Browse DevX
Sign up for e-mail newsletters from DevX


Lots about Locks : Page 2

Despite claims by competing technologies, locks remain the best choice for implementing synchronization and protecting critical sections of your code.




Building the Right Environment to Support AI, Machine Learning and Deep Learning

Making the Most of Mutex Locks

Mutexes are often vilified as major performance snags in multi-threaded, concurrent application development; however, our experience suggests that mutex locks are the least evil among synchronization methods available today. Even though the nominal overhead appears large, you can harness them to your advantage if you use them in well-disciplined ways. Throughout this article, you'll see some of the lessons learned, stated as guidelines, the first two of which are:

Guideline 1: Being Frugal Always Pays Off

Minimize explicit uses of locks. Instead, use concurrent containers and concurrent algorithms provided by efficient, thread-safe concurrency libraries. If you still find places in your application that you think benefit from explicit use of locks, then:

Guideline 2: Make Critical Sections as Small as Possible

When a thread arrives at a critical section and finds that another thread is already in it, it must wait. Keep the critical section small, and you will get small waiting times for threads and better overall performance. Examine when a shared data in a critical section is made private and see if you can safely take some of the accesses to the data out of the critical section.

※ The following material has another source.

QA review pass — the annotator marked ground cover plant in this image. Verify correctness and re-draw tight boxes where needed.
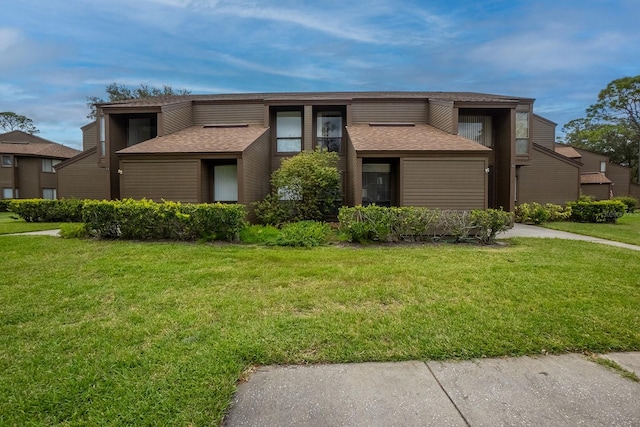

For example, the code in Listing 1 implements a concurrent stack. It defines two methods push() and pop(), each protected using a TBB mutex lock (smtx) that's acquired in the constructor and released in the destructor. The examples in Listing 1 rely on the C++ scoping rules to delimit the critical sections.

A cursory look at pop() shows that:

  1. If the stack is empty pop() returns false.
  2. If the stack is not empty, the code acquires the mutex lock and then re-examines the stack.
  3. If the stack has become empty since the previous test, pop() returns false.
  4. Otherwise, the code updates the top variable, and copies the old top element.
  5. Finally, pop() releases the lock, reclaims the popped node, and returns true.
Here's a closer look at the critical section. Copying type T may take a lot of time, depending on T. Because of the lock, you know that, once updated, the old top value cannot be viewed by other threads; it becomes private and local to the thread inside the critical section. Therefore, you can safely yank the copy statement out of the critical section (following guideline 2) as follows.

bool pop( T& _e ) { node* tp = NULL; if( !top ) goto done; { tbb::spin_mutex::scoped_lock lock( smtx ); if( !top ) goto done; tp = top; top = top->nxt; // move the next line... // _e = tp->elt; } // ...to here _e = tp->elt; delete tp; done: return tp!=NULL; }

As another example, consider implementing a tiny memory management routine. A thread allocates objects from its private blocks and returns objects to their parent block. It is possible for a thread to free objects allocated by another thread. Such objects are added to their parent block's public free list. In addition, a block with a non-empty public free list is added to a list (i.e., public block list) formed with block_t::next_to_internalize and accessed through block_bin_t::mailbox, if not already in.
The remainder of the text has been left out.